The database is approximately 15GB on disk and is running at < 5% CPU utilization. It's a remote database hosted on GCP Cloud SQL. I've observed network activity below 2MB/s while running replibyte. Eventually, the process is killed
[1] 28147 killed replibyte -c replibyte.conf.yaml dump create
Hi, I am working on improving the overall performance. Watch #257
Confirming the same issue, doesn't seem to matter where replibyte is running, I also get ~2MB/s and then the process is killed. FWIW I'm seeing this on mysql
Hi @ikegentz and @samcfinan , FYI, I'm allocating some time now to improve the performance. I found out what was the performance issue and the main issue is how the parsers work. I am right now experimenting with nom, and I got more than 600MB/s IO read. I'll keep you posted.

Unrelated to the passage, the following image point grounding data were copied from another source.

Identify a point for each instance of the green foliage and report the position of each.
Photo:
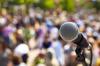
(68, 5)
(47, 4)
(19, 2)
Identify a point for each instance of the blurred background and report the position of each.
(29, 31)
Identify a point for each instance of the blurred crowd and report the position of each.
(32, 38)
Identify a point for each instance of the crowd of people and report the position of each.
(32, 38)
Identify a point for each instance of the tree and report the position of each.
(47, 4)
(68, 5)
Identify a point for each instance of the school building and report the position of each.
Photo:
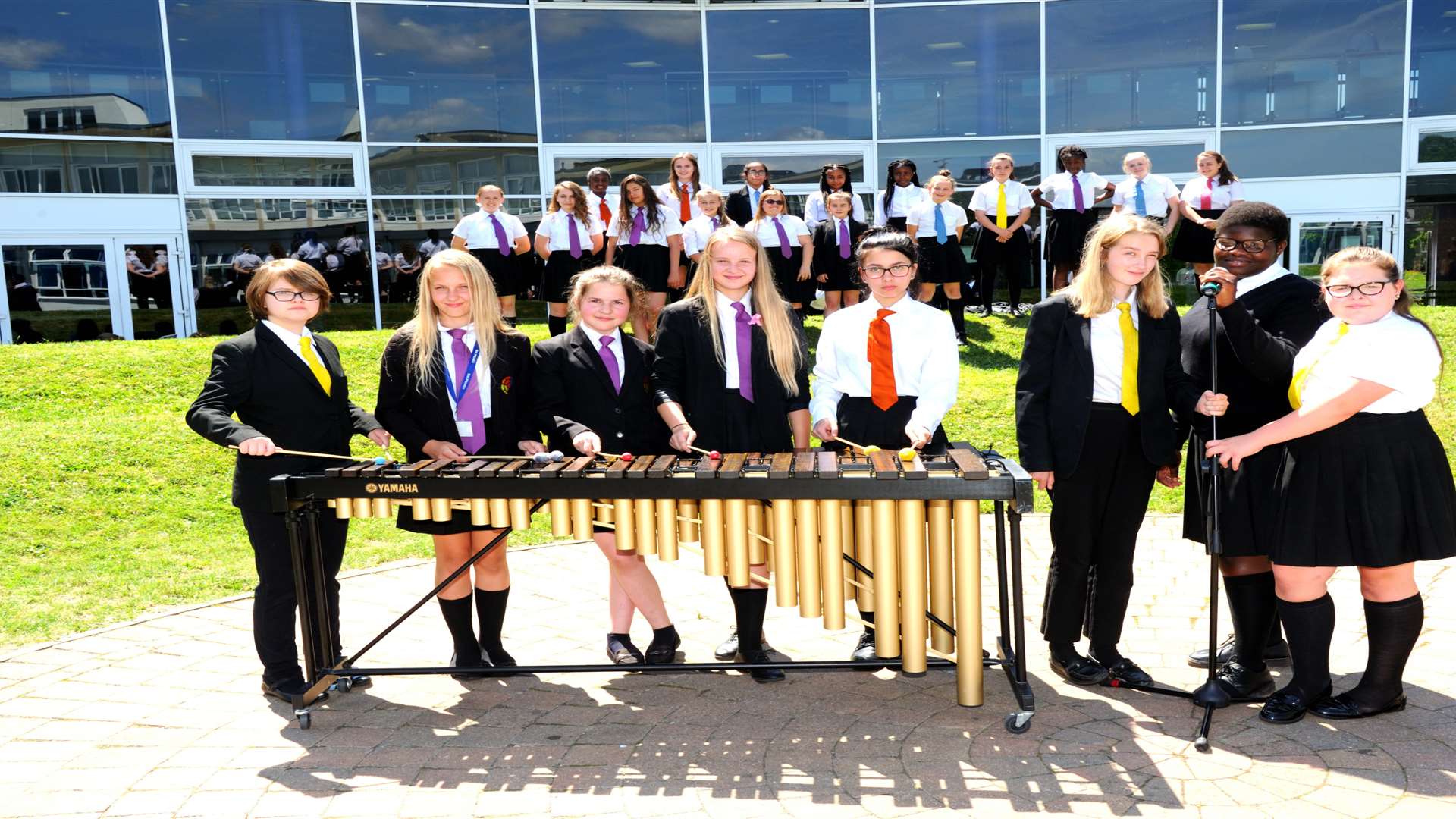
(166, 134)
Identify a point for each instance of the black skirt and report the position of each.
(1375, 490)
(1194, 242)
(1068, 234)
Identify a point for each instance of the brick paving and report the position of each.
(162, 717)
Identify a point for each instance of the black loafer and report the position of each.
(1286, 706)
(759, 675)
(1343, 707)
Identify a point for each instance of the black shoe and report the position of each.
(622, 651)
(1241, 682)
(1286, 706)
(759, 675)
(1079, 670)
(1343, 707)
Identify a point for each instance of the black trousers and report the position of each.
(1095, 515)
(275, 599)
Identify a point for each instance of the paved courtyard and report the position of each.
(164, 717)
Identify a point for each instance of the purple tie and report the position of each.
(638, 226)
(610, 360)
(501, 242)
(783, 240)
(576, 238)
(469, 406)
(745, 335)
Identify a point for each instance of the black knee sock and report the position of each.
(1310, 626)
(1253, 607)
(462, 632)
(1392, 630)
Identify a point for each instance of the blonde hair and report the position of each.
(1091, 292)
(785, 353)
(424, 328)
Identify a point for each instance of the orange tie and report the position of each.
(881, 363)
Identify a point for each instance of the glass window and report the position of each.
(83, 67)
(83, 167)
(1433, 57)
(264, 69)
(1308, 60)
(1098, 79)
(453, 171)
(644, 80)
(444, 74)
(1315, 152)
(770, 80)
(977, 77)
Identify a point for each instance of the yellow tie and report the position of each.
(1302, 375)
(1125, 322)
(315, 365)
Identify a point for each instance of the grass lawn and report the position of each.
(109, 506)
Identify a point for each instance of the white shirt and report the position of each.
(1156, 191)
(902, 205)
(769, 235)
(557, 228)
(482, 368)
(1107, 353)
(667, 224)
(1222, 196)
(479, 234)
(924, 350)
(728, 327)
(617, 349)
(924, 219)
(1392, 352)
(816, 210)
(1057, 190)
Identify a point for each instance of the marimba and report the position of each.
(899, 537)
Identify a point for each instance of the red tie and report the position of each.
(881, 363)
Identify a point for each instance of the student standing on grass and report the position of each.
(287, 388)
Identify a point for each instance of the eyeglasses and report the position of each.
(1369, 289)
(875, 271)
(1250, 245)
(293, 295)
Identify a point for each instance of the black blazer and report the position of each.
(1055, 387)
(688, 372)
(417, 416)
(574, 395)
(275, 395)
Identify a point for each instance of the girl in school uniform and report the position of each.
(1100, 373)
(1365, 483)
(645, 240)
(894, 203)
(593, 394)
(456, 382)
(833, 180)
(835, 261)
(287, 388)
(789, 246)
(1069, 197)
(886, 371)
(495, 240)
(731, 373)
(937, 226)
(1002, 209)
(565, 240)
(1147, 194)
(1204, 199)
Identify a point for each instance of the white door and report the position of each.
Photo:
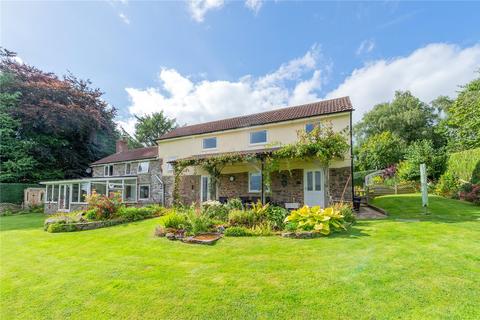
(314, 188)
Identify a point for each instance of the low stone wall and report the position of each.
(80, 226)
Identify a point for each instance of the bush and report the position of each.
(199, 223)
(317, 219)
(346, 211)
(448, 185)
(133, 213)
(470, 192)
(234, 204)
(237, 232)
(106, 207)
(174, 220)
(243, 218)
(276, 216)
(215, 210)
(262, 229)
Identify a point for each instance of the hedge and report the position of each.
(13, 192)
(465, 165)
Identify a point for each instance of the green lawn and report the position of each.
(385, 269)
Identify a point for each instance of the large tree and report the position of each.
(62, 124)
(463, 118)
(150, 127)
(380, 151)
(405, 116)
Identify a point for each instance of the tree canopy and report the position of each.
(51, 127)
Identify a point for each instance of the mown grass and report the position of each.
(384, 269)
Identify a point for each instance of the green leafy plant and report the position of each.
(237, 232)
(317, 219)
(244, 218)
(234, 203)
(276, 217)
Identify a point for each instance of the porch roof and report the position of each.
(217, 154)
(88, 179)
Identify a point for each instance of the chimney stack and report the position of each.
(121, 146)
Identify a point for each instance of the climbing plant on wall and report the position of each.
(322, 144)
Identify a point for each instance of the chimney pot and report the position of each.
(121, 146)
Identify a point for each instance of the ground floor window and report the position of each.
(205, 188)
(254, 182)
(144, 192)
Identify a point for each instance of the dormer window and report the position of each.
(258, 137)
(143, 167)
(210, 143)
(108, 170)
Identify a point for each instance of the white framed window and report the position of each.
(143, 191)
(204, 188)
(128, 168)
(258, 137)
(309, 127)
(254, 182)
(169, 166)
(108, 170)
(209, 143)
(143, 167)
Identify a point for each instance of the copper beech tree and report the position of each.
(56, 126)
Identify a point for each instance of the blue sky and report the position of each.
(206, 60)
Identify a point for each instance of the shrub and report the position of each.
(346, 211)
(106, 207)
(262, 229)
(234, 204)
(317, 219)
(448, 185)
(199, 223)
(245, 218)
(174, 220)
(276, 216)
(237, 232)
(470, 192)
(133, 213)
(215, 210)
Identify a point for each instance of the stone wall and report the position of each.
(337, 178)
(189, 189)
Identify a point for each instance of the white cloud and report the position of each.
(436, 69)
(124, 18)
(254, 5)
(295, 82)
(365, 47)
(199, 8)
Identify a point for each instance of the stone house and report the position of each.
(146, 175)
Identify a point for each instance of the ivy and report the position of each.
(321, 144)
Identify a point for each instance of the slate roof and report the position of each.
(284, 114)
(129, 155)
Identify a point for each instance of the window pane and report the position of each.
(144, 192)
(309, 181)
(209, 143)
(258, 137)
(75, 192)
(255, 182)
(143, 167)
(99, 187)
(55, 192)
(83, 192)
(204, 189)
(318, 180)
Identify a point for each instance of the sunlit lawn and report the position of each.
(418, 267)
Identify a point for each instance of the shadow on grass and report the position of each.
(22, 222)
(408, 207)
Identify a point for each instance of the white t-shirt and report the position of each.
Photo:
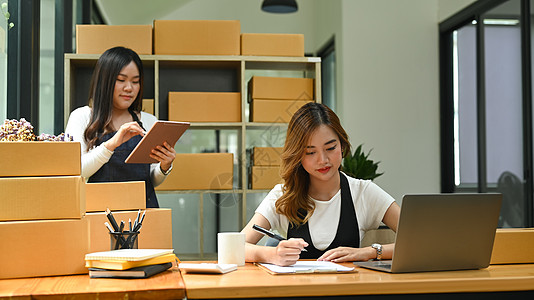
(96, 157)
(370, 204)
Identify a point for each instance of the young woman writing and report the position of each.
(318, 207)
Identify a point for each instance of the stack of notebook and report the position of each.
(129, 263)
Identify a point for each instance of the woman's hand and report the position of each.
(341, 254)
(165, 154)
(288, 252)
(125, 132)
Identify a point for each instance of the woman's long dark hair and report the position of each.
(101, 91)
(296, 179)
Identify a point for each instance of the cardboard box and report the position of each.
(267, 156)
(148, 106)
(40, 159)
(34, 198)
(197, 37)
(43, 248)
(129, 195)
(280, 88)
(204, 107)
(95, 39)
(202, 171)
(156, 232)
(513, 246)
(265, 177)
(274, 111)
(272, 44)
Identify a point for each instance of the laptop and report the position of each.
(441, 232)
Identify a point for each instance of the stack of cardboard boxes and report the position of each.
(276, 99)
(206, 37)
(265, 167)
(50, 218)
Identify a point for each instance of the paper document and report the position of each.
(207, 268)
(307, 267)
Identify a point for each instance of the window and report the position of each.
(4, 27)
(328, 74)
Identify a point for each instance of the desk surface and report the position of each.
(250, 281)
(166, 285)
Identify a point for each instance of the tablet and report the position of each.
(160, 132)
(208, 268)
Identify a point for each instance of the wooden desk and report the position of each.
(166, 285)
(249, 282)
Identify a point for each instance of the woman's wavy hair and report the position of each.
(107, 68)
(294, 202)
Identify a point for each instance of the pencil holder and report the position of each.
(123, 240)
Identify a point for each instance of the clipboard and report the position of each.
(160, 132)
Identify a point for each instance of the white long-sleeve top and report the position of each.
(94, 158)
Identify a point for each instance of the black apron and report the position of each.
(116, 169)
(348, 232)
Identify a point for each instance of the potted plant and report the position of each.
(358, 165)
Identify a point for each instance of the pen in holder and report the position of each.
(124, 240)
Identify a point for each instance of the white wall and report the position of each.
(388, 72)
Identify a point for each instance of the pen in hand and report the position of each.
(270, 234)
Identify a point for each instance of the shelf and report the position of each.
(216, 125)
(256, 125)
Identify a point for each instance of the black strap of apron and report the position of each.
(348, 233)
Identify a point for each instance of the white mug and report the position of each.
(231, 248)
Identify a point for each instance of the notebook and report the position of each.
(440, 232)
(305, 266)
(137, 272)
(128, 254)
(160, 132)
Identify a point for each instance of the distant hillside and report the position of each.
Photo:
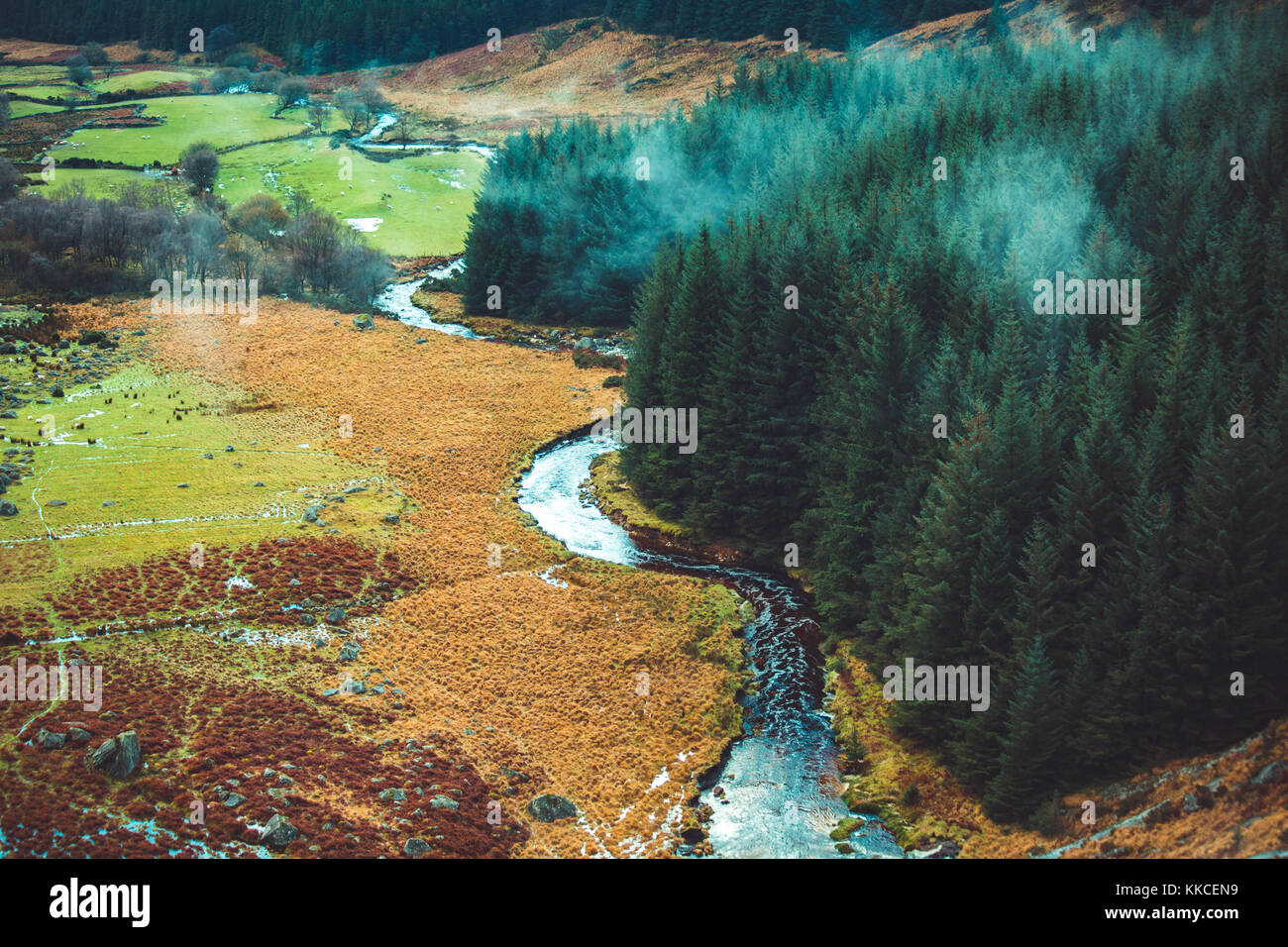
(576, 67)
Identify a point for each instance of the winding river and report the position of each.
(778, 792)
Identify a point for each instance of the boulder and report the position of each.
(552, 808)
(119, 757)
(415, 848)
(278, 832)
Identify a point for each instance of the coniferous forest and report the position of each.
(829, 261)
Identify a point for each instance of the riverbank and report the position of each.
(919, 802)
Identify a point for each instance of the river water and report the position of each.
(780, 792)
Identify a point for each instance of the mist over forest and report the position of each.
(1159, 158)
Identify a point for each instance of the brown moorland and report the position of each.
(531, 684)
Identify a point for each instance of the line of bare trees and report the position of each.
(72, 241)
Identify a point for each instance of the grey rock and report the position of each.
(278, 832)
(119, 757)
(416, 847)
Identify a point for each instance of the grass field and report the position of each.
(50, 90)
(142, 80)
(18, 110)
(423, 201)
(222, 120)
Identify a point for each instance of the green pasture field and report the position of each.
(222, 120)
(123, 496)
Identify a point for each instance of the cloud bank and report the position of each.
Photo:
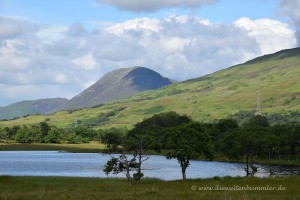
(153, 5)
(291, 8)
(38, 61)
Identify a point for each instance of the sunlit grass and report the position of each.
(99, 188)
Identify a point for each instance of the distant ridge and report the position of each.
(41, 106)
(118, 84)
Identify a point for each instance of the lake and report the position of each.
(55, 163)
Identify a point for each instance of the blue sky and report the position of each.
(57, 48)
(85, 11)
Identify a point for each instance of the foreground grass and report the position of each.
(97, 188)
(93, 147)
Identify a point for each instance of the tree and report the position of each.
(44, 129)
(186, 142)
(118, 141)
(121, 164)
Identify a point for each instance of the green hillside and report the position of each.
(276, 77)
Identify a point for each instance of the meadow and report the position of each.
(97, 188)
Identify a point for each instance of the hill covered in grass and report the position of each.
(118, 84)
(275, 77)
(41, 106)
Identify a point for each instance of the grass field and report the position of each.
(95, 188)
(210, 97)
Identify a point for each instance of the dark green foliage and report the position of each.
(101, 119)
(186, 142)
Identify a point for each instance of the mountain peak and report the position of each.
(118, 84)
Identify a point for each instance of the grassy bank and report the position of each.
(96, 188)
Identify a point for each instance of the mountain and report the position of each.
(118, 84)
(275, 77)
(42, 106)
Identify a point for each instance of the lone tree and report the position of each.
(186, 142)
(133, 142)
(121, 164)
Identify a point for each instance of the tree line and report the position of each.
(176, 137)
(179, 137)
(44, 133)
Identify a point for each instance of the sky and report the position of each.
(58, 48)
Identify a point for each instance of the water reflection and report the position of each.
(54, 163)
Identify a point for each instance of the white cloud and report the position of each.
(139, 24)
(291, 9)
(86, 62)
(61, 78)
(153, 5)
(271, 35)
(65, 60)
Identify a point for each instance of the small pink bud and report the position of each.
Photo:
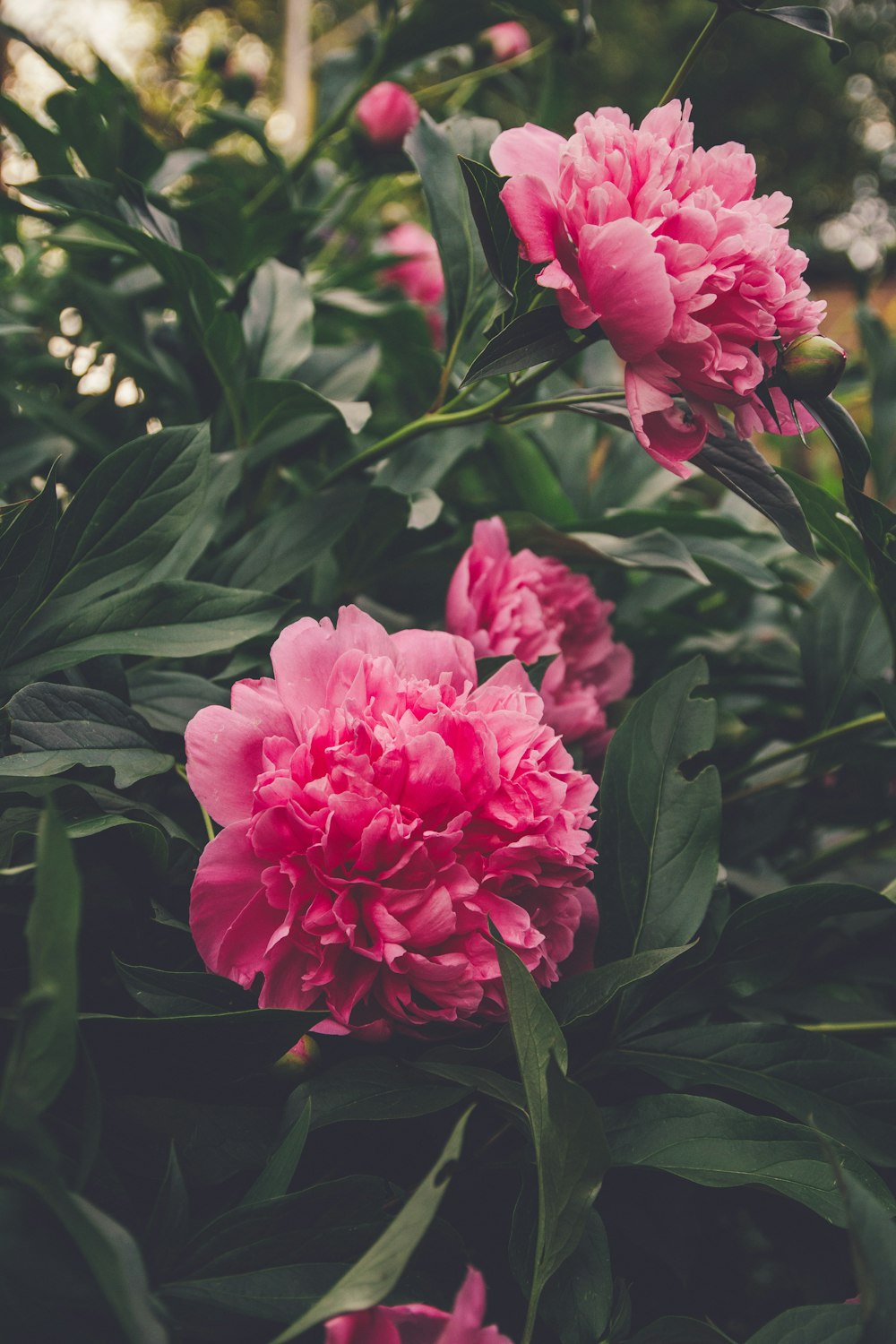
(812, 366)
(508, 39)
(386, 113)
(301, 1058)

That awesome!! Did you think in pest as alternative?
PEST is a good option as well, but:
- I didn't read good things about PEST and their performances.
- They admit that they have lower performances :D
Performance is key for Replibyte.
Yes, that true. A high optimized nom parser will be great 🙌. Ping me if I can help you with the impl.
Thx!